Gotta note that version was released in December 2019, so this is very very old and will not necessarily suggest the future of NSO. You have been warned.
My findings are that there's no way to know what Hiyoko is.
However I found evidence that they definitely had something in their hands for a version of L-CLASSICS (Retro NSO app codename) that could have every single emulator in one app.
Now, my opinion on this game: I like it but it's highly flawed for many reasons:
I needed a walkthrough quite a couple times because NPCs just don't give enough hints and I really hate how some things are just randomly placed without any logic.
I did play the majority of Zelda 2 without a guide and I did really listen to as many NPCs as I could for hints and definitely that helped a lot. And then there's parts where you need more magic and you don't know where to get them because you have to search every tile.
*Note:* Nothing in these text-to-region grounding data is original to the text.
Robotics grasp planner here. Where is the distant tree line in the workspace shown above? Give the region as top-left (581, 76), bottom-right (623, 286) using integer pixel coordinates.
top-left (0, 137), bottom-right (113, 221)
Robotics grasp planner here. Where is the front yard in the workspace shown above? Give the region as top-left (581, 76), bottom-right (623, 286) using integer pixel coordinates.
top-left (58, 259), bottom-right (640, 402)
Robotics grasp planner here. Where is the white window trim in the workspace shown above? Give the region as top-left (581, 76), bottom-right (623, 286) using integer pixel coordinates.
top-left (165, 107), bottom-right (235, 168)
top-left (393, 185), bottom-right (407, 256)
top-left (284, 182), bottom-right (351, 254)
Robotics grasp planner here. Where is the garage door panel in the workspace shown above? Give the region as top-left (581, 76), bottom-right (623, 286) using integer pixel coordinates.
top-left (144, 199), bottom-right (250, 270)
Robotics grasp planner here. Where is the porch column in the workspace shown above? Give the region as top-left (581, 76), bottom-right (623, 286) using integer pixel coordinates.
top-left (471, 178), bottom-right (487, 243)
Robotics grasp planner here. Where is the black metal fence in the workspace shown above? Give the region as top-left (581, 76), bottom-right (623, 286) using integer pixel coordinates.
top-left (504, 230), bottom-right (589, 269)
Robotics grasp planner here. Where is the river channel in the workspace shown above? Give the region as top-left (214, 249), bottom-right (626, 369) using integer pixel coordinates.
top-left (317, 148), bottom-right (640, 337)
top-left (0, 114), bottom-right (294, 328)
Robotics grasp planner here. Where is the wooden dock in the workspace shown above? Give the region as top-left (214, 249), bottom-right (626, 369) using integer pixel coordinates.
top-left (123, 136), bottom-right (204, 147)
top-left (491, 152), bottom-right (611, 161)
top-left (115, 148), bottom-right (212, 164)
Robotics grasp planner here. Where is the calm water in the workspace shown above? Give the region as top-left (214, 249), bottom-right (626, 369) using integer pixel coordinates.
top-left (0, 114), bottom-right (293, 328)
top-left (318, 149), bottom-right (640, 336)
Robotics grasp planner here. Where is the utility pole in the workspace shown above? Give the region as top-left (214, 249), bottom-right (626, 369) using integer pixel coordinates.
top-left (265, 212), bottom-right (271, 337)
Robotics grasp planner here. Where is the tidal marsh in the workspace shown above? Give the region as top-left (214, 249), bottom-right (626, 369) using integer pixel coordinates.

Since the DS, Nintendo has been using FlashROM, so Flash where you can only write once. I'll be honest for a second: DS and 3DS carts will die. Now probably not supposed to die this quick, but they will die within the next few decades.
I remember seeing the argument that Nintendo has emulators ready and that means that they must absolutely use it for something else... but that's kinda false.
They had a GB/C emulator for N64 and they only used it once. They had a GBA emulator for GC but it's just used for GBA demos, they had a GB emulator for Wii but it's only used for Brawl and Kirby's Dream Collection...
They had N64 emulation ready for GC (to a varying amount of stability) and they only used it for Zelda games despite that it supported more games.
Nintendo hired a contributor who worked on sound emulation for iNES in the late 90s. Tomohiro Kawase, aka Kawasedo, was responsible for the NES emulator in Animal Crossing on N64 / GCN.
Animal Crossing already included NES ROMs with iNES headers... except it also had FDS dumps... which are oddly enough, not in the public *.fds format as we know it.